Цезарь неохотно возвратился к трапу.
— То-то же! Знай своё место! — неприятно прошипел Кошки себе под
нос.
Капитан покосился на него неодобрительно.
— Кошки, догоните носильщика и проводите его к Мозесу, — сказал
он. — Лично. Немедленно.
Кошки побледнел, услышав это унизительное поручение, но не
сказал более ни слова, а поспешил по коридору вслед за обезумевшим
томми. Айзек печально проводил его взглядом и философски
заключил:
— Пусть неуклюжий томми будет самой большой нашей бедой.

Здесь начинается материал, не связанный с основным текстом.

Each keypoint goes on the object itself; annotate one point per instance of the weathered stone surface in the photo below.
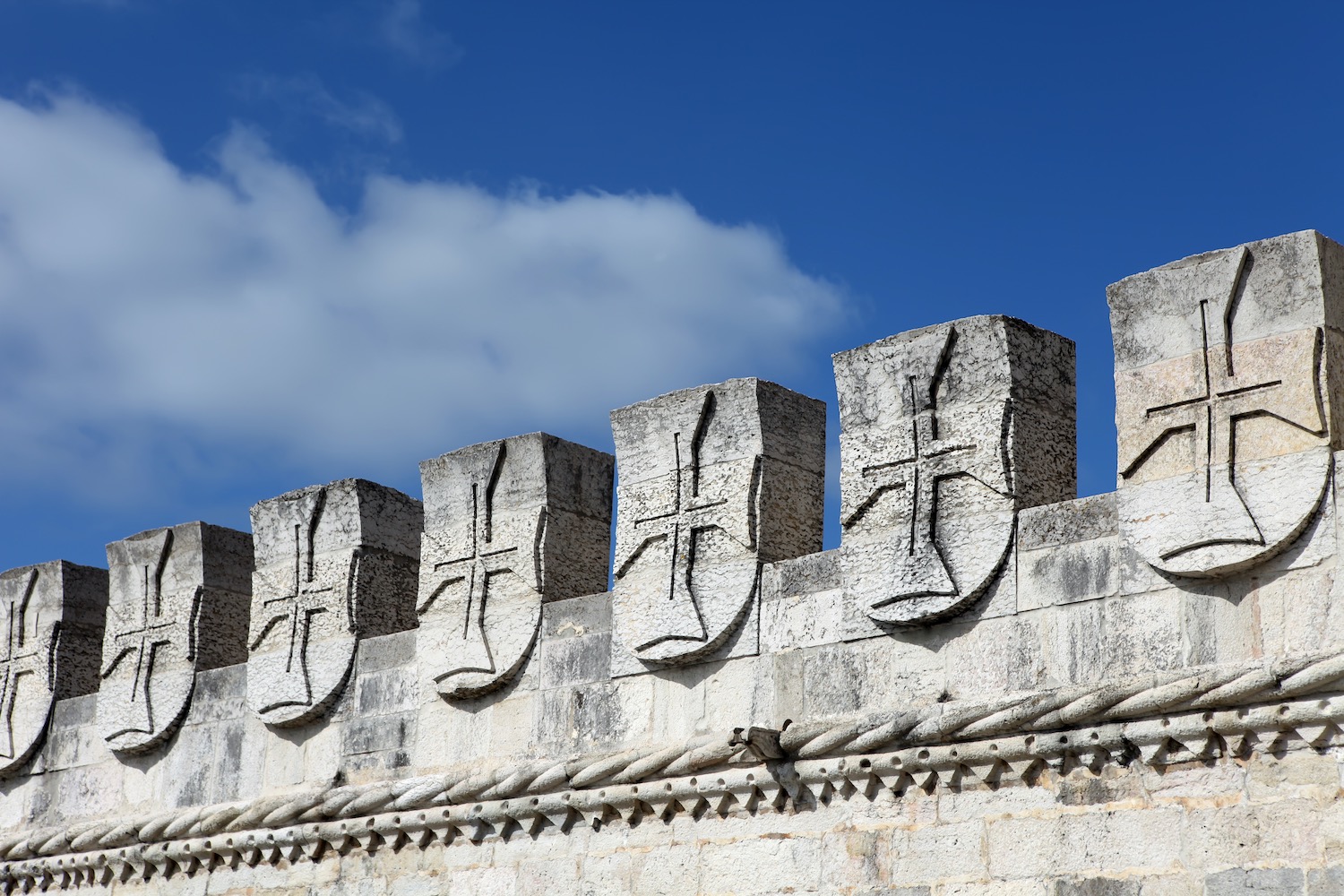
(54, 616)
(1223, 401)
(945, 433)
(333, 563)
(712, 482)
(177, 603)
(1053, 739)
(507, 525)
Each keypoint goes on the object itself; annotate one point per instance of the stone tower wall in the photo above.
(989, 686)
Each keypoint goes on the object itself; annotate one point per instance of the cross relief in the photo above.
(148, 632)
(917, 465)
(1230, 384)
(23, 654)
(693, 508)
(472, 565)
(295, 613)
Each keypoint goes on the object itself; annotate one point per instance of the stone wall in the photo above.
(989, 686)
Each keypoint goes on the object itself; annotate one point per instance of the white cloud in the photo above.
(363, 113)
(402, 29)
(153, 319)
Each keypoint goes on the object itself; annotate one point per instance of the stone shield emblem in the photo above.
(1219, 405)
(150, 645)
(926, 500)
(303, 626)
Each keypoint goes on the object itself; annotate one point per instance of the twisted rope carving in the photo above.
(1136, 697)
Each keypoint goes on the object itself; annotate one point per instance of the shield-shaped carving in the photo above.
(480, 600)
(335, 563)
(926, 498)
(150, 645)
(1219, 403)
(51, 619)
(712, 482)
(685, 564)
(177, 603)
(31, 619)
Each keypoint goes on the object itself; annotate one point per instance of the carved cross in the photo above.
(918, 469)
(147, 634)
(22, 657)
(1230, 384)
(306, 598)
(483, 557)
(690, 511)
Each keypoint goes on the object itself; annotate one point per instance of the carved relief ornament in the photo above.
(1223, 419)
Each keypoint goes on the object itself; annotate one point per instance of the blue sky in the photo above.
(253, 246)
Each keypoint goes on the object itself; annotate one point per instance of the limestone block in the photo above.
(177, 603)
(507, 525)
(333, 563)
(1226, 401)
(714, 481)
(54, 616)
(945, 433)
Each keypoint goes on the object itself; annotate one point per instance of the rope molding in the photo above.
(1159, 719)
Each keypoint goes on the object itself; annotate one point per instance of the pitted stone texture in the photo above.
(945, 433)
(333, 563)
(507, 525)
(714, 481)
(1226, 389)
(177, 603)
(53, 634)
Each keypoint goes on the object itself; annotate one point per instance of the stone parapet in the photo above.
(991, 686)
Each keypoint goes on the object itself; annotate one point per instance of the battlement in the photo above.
(370, 675)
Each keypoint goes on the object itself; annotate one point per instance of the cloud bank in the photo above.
(153, 319)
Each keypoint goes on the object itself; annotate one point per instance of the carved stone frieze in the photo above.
(507, 525)
(1222, 401)
(335, 563)
(51, 616)
(177, 603)
(945, 433)
(712, 481)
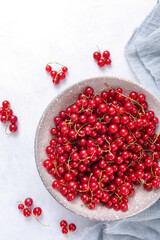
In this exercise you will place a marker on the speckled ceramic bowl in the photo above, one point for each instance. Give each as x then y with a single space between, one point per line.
141 200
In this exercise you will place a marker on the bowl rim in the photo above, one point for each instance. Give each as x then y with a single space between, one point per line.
41 119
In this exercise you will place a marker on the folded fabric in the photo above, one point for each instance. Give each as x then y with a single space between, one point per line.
143 55
143 51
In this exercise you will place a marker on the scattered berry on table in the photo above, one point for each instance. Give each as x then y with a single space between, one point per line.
102 146
7 117
27 211
67 228
58 75
102 58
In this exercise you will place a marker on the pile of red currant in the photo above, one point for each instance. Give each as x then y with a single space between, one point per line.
102 58
6 114
103 145
27 212
57 75
67 228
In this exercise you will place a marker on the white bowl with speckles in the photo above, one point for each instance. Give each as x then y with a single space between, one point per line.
141 200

Макинтош не слушал его. Не помогал больше табачный дым — птенец
бесновался в солнечном сплетении, когтями и клювом врезаясь в
нервный узел. Болезнь, подаренная луораветланами,
прогрессировала.
Несчастный случай в эфире («Таймс», 12 февраля
1892)
11 февраля при выходе в эфир потерпел крушение пароход
«Клио». В результате столкновения с неопознанной лодкой, трагически
погибла вся команда (в том числе — капитан Питер Дьюринг) и один из
пассажиров — юная Марта Макинтош. Наши соболезнования семьям
погибших.
[1] Умаяк — большая лодка
(луораветланск.)
[2] Онтымэ — спокойный, негромкий
(луораветланск.)
Спать нельзя.
Только не сейчас.
Мити дурно от густых цвето-запахов, и она едва держится под
натиском снотворного, которое вколол ей томми.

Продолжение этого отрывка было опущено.